Levada a questão às barras dos tribunais, a vedação de aditivos em produtos de tabaco já foi tratada até mesmo pelo STF, em 2018. O tribunal definiu haver plena competência da Anvisa para a edição de normas técnicas de controle de produtos derivados do tabaco com vistas à promoção da saúde (aditivos de sabor e aroma). Porém, um empate o impediu de dar efeito vinculante à RDC 14/12.
Agora, a questão volta ao STF mais uma vez por insistência da indústria e, enquanto durar o julgamento, brasileiros permanecem expostos a essas práticas abusivas.
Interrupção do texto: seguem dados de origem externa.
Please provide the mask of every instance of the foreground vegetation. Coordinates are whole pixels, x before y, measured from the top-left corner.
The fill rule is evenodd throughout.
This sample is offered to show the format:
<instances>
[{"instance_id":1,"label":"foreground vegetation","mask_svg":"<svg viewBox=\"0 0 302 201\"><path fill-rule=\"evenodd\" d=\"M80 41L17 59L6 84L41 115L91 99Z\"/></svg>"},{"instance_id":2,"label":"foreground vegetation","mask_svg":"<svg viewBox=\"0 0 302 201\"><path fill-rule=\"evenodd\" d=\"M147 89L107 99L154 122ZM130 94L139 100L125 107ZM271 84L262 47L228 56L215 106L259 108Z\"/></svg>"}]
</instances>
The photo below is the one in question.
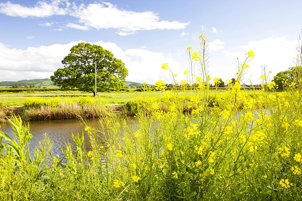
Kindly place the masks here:
<instances>
[{"instance_id":1,"label":"foreground vegetation","mask_svg":"<svg viewBox=\"0 0 302 201\"><path fill-rule=\"evenodd\" d=\"M239 64L234 86L223 93L210 92L206 63L199 55L206 54L188 50L203 71L198 76L193 70L185 72L188 79L181 82L194 79L198 88L180 94L157 82L160 92L143 92L128 104L135 110L137 123L108 114L101 128L84 126L91 144L88 153L83 135L72 134L76 147L66 144L64 158L53 156L47 135L30 156L29 127L15 118L11 123L16 140L0 132L4 150L0 155L0 199L300 199L301 72L297 71L292 82L284 82L282 93L275 92L277 86L267 83L265 74L261 77L266 87L246 93L238 82L254 55L250 51ZM162 68L169 69L167 64Z\"/></svg>"}]
</instances>

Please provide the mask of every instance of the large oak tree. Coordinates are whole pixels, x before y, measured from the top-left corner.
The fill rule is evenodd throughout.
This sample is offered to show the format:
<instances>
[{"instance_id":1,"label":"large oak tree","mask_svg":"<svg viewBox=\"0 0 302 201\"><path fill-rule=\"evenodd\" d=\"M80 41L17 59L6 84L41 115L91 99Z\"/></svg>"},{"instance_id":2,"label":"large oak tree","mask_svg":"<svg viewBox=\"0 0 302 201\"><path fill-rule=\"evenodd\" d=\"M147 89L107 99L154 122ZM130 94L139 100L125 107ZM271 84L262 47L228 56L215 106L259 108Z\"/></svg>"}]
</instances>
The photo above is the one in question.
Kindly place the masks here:
<instances>
[{"instance_id":1,"label":"large oak tree","mask_svg":"<svg viewBox=\"0 0 302 201\"><path fill-rule=\"evenodd\" d=\"M62 60L64 68L57 70L50 79L63 89L77 88L82 91L94 91L96 61L98 91L124 87L128 74L125 64L101 46L84 42L71 48L70 53Z\"/></svg>"}]
</instances>

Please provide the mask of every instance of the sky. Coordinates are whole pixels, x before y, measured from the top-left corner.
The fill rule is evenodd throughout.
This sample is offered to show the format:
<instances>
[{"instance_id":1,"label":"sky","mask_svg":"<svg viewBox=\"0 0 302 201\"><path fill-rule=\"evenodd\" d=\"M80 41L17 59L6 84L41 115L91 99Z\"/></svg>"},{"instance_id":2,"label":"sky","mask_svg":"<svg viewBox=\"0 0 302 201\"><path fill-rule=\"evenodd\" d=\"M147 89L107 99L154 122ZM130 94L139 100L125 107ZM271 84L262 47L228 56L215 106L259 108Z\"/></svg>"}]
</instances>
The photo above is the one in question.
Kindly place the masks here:
<instances>
[{"instance_id":1,"label":"sky","mask_svg":"<svg viewBox=\"0 0 302 201\"><path fill-rule=\"evenodd\" d=\"M198 50L202 34L210 40L212 78L235 77L237 58L252 50L244 78L256 84L262 66L272 79L294 65L301 7L300 0L0 0L0 81L49 78L85 42L124 62L126 81L172 83L161 68L168 63L180 82L187 48Z\"/></svg>"}]
</instances>

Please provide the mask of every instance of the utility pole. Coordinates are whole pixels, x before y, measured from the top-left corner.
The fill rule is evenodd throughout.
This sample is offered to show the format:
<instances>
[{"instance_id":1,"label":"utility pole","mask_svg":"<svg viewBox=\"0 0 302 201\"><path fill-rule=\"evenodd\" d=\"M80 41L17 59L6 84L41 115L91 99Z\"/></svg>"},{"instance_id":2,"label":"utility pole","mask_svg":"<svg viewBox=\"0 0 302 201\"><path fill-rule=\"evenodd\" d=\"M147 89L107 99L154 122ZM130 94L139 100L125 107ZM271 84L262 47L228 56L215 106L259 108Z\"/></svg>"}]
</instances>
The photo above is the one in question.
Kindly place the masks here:
<instances>
[{"instance_id":1,"label":"utility pole","mask_svg":"<svg viewBox=\"0 0 302 201\"><path fill-rule=\"evenodd\" d=\"M96 95L96 60L95 60L95 96Z\"/></svg>"}]
</instances>

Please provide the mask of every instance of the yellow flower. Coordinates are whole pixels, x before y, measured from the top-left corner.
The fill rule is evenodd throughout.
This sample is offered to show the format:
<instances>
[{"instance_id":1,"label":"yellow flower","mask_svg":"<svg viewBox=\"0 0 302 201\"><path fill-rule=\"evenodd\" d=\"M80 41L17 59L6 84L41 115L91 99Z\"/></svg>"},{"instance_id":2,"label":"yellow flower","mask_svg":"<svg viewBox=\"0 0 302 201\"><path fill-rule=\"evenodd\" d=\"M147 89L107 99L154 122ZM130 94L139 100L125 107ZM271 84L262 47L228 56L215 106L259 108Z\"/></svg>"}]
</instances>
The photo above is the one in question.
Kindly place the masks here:
<instances>
[{"instance_id":1,"label":"yellow flower","mask_svg":"<svg viewBox=\"0 0 302 201\"><path fill-rule=\"evenodd\" d=\"M294 175L299 175L301 174L301 170L297 165L295 165L295 167L292 167L291 169L291 170L293 172L293 173Z\"/></svg>"},{"instance_id":2,"label":"yellow flower","mask_svg":"<svg viewBox=\"0 0 302 201\"><path fill-rule=\"evenodd\" d=\"M91 156L91 155L92 155L92 152L91 151L89 151L88 152L88 153L87 153L87 156L88 156L88 157L90 157Z\"/></svg>"},{"instance_id":3,"label":"yellow flower","mask_svg":"<svg viewBox=\"0 0 302 201\"><path fill-rule=\"evenodd\" d=\"M162 69L164 70L166 70L169 68L169 65L168 63L164 63L162 65Z\"/></svg>"},{"instance_id":4,"label":"yellow flower","mask_svg":"<svg viewBox=\"0 0 302 201\"><path fill-rule=\"evenodd\" d=\"M289 188L291 187L291 186L290 185L289 182L288 181L288 179L285 179L285 180L282 179L279 182L279 184L280 184L281 186L285 188ZM292 186L292 184L290 184Z\"/></svg>"},{"instance_id":5,"label":"yellow flower","mask_svg":"<svg viewBox=\"0 0 302 201\"><path fill-rule=\"evenodd\" d=\"M137 138L139 136L140 134L140 130L137 131L135 133L133 133L133 135L136 138Z\"/></svg>"},{"instance_id":6,"label":"yellow flower","mask_svg":"<svg viewBox=\"0 0 302 201\"><path fill-rule=\"evenodd\" d=\"M138 181L138 180L140 179L140 178L137 175L132 176L131 177L131 178L132 179L132 181L134 182L137 182Z\"/></svg>"},{"instance_id":7,"label":"yellow flower","mask_svg":"<svg viewBox=\"0 0 302 201\"><path fill-rule=\"evenodd\" d=\"M302 162L302 160L301 160L301 157L302 157L302 156L301 156L301 154L297 153L296 154L295 154L295 156L294 156L294 159L297 162Z\"/></svg>"},{"instance_id":8,"label":"yellow flower","mask_svg":"<svg viewBox=\"0 0 302 201\"><path fill-rule=\"evenodd\" d=\"M196 51L193 54L192 56L192 59L195 61L198 61L199 60L199 57L201 56L200 52L199 51Z\"/></svg>"},{"instance_id":9,"label":"yellow flower","mask_svg":"<svg viewBox=\"0 0 302 201\"><path fill-rule=\"evenodd\" d=\"M201 164L201 162L198 160L198 161L195 162L195 166L197 167L197 166L200 165Z\"/></svg>"},{"instance_id":10,"label":"yellow flower","mask_svg":"<svg viewBox=\"0 0 302 201\"><path fill-rule=\"evenodd\" d=\"M254 119L254 114L250 112L248 112L244 113L244 119L249 121Z\"/></svg>"},{"instance_id":11,"label":"yellow flower","mask_svg":"<svg viewBox=\"0 0 302 201\"><path fill-rule=\"evenodd\" d=\"M170 151L172 150L172 147L173 147L173 145L172 145L171 143L168 144L167 145L167 147L168 148L168 150Z\"/></svg>"},{"instance_id":12,"label":"yellow flower","mask_svg":"<svg viewBox=\"0 0 302 201\"><path fill-rule=\"evenodd\" d=\"M173 175L173 177L175 178L175 179L177 179L178 178L178 176L177 175L177 173L175 172L175 171L174 172L172 172L172 174Z\"/></svg>"},{"instance_id":13,"label":"yellow flower","mask_svg":"<svg viewBox=\"0 0 302 201\"><path fill-rule=\"evenodd\" d=\"M187 48L187 50L189 52L191 52L193 51L193 47L188 46Z\"/></svg>"},{"instance_id":14,"label":"yellow flower","mask_svg":"<svg viewBox=\"0 0 302 201\"><path fill-rule=\"evenodd\" d=\"M215 162L215 161L213 160L213 158L212 157L210 157L210 158L209 159L209 160L208 161L209 162L212 163Z\"/></svg>"},{"instance_id":15,"label":"yellow flower","mask_svg":"<svg viewBox=\"0 0 302 201\"><path fill-rule=\"evenodd\" d=\"M249 57L253 58L254 56L255 56L255 54L254 54L254 52L253 52L252 50L250 50L247 53L247 54L249 55Z\"/></svg>"},{"instance_id":16,"label":"yellow flower","mask_svg":"<svg viewBox=\"0 0 302 201\"><path fill-rule=\"evenodd\" d=\"M125 184L119 180L116 180L115 181L113 182L113 186L115 188L119 188L120 187L125 187Z\"/></svg>"},{"instance_id":17,"label":"yellow flower","mask_svg":"<svg viewBox=\"0 0 302 201\"><path fill-rule=\"evenodd\" d=\"M117 151L117 152L116 155L120 157L123 156L123 151L121 150L119 150Z\"/></svg>"},{"instance_id":18,"label":"yellow flower","mask_svg":"<svg viewBox=\"0 0 302 201\"><path fill-rule=\"evenodd\" d=\"M223 111L221 112L220 113L220 115L222 116L222 118L226 119L229 118L229 116L230 114L230 111L228 111L225 109Z\"/></svg>"}]
</instances>

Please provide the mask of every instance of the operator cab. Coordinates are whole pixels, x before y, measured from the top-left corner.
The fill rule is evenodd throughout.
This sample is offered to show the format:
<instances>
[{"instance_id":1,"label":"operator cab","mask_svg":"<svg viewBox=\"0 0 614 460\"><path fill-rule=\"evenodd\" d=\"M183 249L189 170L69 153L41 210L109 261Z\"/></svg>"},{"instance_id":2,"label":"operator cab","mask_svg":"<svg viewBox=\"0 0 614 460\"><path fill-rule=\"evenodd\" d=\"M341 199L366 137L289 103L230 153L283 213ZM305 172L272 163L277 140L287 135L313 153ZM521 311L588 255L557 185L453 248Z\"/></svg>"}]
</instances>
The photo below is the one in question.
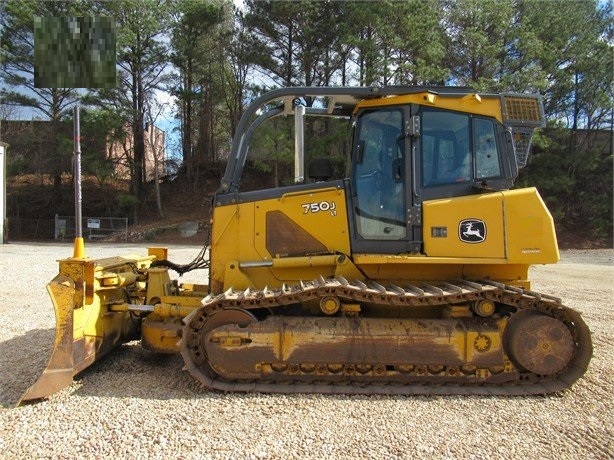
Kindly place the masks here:
<instances>
[{"instance_id":1,"label":"operator cab","mask_svg":"<svg viewBox=\"0 0 614 460\"><path fill-rule=\"evenodd\" d=\"M349 208L358 251L420 252L423 200L509 189L518 173L496 119L395 99L403 98L359 104L354 115Z\"/></svg>"}]
</instances>

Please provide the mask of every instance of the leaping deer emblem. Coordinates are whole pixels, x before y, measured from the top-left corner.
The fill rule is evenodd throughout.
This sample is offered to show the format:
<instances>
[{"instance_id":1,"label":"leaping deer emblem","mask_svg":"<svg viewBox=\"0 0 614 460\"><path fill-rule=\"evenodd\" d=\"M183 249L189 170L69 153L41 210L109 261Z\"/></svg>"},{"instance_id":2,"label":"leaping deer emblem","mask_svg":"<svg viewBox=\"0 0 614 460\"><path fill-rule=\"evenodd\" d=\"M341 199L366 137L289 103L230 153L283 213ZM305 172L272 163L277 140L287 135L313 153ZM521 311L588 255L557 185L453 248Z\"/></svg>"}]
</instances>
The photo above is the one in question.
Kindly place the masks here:
<instances>
[{"instance_id":1,"label":"leaping deer emblem","mask_svg":"<svg viewBox=\"0 0 614 460\"><path fill-rule=\"evenodd\" d=\"M465 231L463 232L463 235L465 235L467 238L471 238L472 236L477 236L481 240L484 239L484 237L480 233L480 229L473 228L473 222L468 222L465 224Z\"/></svg>"},{"instance_id":2,"label":"leaping deer emblem","mask_svg":"<svg viewBox=\"0 0 614 460\"><path fill-rule=\"evenodd\" d=\"M460 222L458 236L465 243L481 243L486 239L486 223L479 219L466 219Z\"/></svg>"}]
</instances>

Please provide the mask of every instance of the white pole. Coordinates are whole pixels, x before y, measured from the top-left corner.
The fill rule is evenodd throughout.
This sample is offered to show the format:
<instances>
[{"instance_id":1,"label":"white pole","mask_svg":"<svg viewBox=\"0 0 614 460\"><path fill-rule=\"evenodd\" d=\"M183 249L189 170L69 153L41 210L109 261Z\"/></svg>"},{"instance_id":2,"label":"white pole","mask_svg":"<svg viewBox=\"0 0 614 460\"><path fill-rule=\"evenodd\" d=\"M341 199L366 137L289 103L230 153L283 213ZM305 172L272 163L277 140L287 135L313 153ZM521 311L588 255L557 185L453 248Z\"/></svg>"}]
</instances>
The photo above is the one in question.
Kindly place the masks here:
<instances>
[{"instance_id":1,"label":"white pole","mask_svg":"<svg viewBox=\"0 0 614 460\"><path fill-rule=\"evenodd\" d=\"M8 144L0 142L0 244L6 243L6 148Z\"/></svg>"},{"instance_id":2,"label":"white pole","mask_svg":"<svg viewBox=\"0 0 614 460\"><path fill-rule=\"evenodd\" d=\"M294 107L294 182L305 182L305 106Z\"/></svg>"},{"instance_id":3,"label":"white pole","mask_svg":"<svg viewBox=\"0 0 614 460\"><path fill-rule=\"evenodd\" d=\"M85 245L83 243L83 222L81 217L81 128L79 125L79 104L73 110L74 131L74 181L75 181L75 244L73 257L83 259L85 257Z\"/></svg>"}]
</instances>

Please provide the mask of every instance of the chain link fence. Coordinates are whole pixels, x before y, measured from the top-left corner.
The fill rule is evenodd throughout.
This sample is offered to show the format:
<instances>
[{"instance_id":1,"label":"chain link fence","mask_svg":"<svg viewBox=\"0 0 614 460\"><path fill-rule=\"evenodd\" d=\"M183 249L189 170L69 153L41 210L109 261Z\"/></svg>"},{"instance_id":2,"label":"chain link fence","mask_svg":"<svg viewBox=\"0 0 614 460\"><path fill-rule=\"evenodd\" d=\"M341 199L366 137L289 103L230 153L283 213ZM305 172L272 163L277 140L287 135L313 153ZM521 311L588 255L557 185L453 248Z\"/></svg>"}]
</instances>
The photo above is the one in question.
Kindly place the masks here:
<instances>
[{"instance_id":1,"label":"chain link fence","mask_svg":"<svg viewBox=\"0 0 614 460\"><path fill-rule=\"evenodd\" d=\"M55 219L9 218L9 240L58 240L70 241L75 238L75 218L55 216ZM83 238L96 240L113 234L123 234L128 240L128 218L126 217L84 217Z\"/></svg>"}]
</instances>

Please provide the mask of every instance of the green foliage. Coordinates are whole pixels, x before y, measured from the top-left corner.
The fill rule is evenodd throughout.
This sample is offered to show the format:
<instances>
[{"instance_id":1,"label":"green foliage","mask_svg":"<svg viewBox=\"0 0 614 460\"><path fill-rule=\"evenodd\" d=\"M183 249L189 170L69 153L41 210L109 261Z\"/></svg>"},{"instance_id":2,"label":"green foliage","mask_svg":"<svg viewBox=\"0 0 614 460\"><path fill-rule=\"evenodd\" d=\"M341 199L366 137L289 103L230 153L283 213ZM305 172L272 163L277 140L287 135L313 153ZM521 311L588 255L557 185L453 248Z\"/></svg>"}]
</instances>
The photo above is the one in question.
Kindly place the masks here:
<instances>
[{"instance_id":1,"label":"green foliage","mask_svg":"<svg viewBox=\"0 0 614 460\"><path fill-rule=\"evenodd\" d=\"M518 186L536 186L557 226L612 236L612 144L607 132L549 128L536 136Z\"/></svg>"},{"instance_id":2,"label":"green foliage","mask_svg":"<svg viewBox=\"0 0 614 460\"><path fill-rule=\"evenodd\" d=\"M130 193L119 193L117 195L117 205L120 209L128 211L139 203L139 199Z\"/></svg>"}]
</instances>

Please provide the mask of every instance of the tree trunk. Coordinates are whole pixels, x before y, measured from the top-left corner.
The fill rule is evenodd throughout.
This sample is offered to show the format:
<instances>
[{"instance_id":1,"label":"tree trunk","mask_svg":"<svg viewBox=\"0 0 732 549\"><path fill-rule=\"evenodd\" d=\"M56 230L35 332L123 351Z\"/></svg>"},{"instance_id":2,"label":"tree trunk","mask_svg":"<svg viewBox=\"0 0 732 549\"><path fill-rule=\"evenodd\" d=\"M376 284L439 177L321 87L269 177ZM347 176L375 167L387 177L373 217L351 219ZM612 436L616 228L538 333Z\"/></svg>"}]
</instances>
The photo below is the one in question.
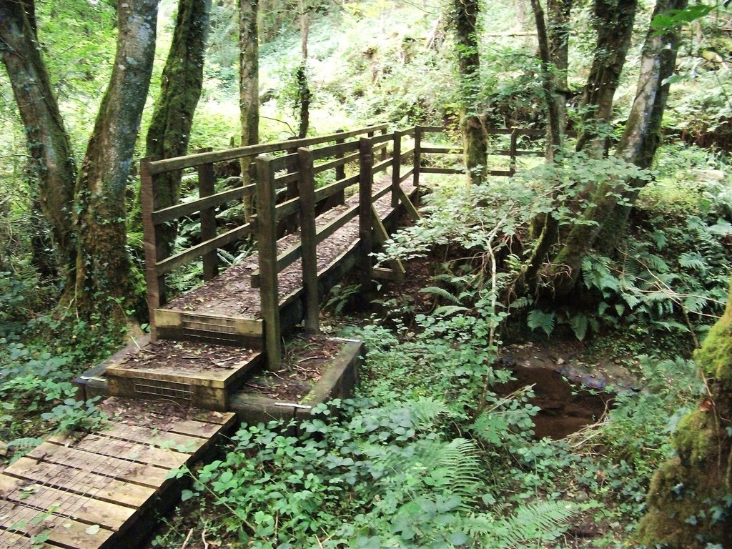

É hora da Corte, em favor da saúde, da ciência da cidadania, corroborar a constitucionalidade da RDC 14/12 da Anvisa e seu importante papel na defesa da saúde no país.
Até quando a infância e a juventude do país estarão expostas a produtos tão nocivos como sabores e aromas de quitutes que vulnerabilizaram em seu poder de escolha? É hora dessa porta larga ao tabagismo ser fechada pela mudança de comportamento e por ações governamentais conjuntas que definam, de vez por todas, redução de atratividade, a comercialização, o consumo e a exposição a produtos de tabaco, como faz a RDC 14/12.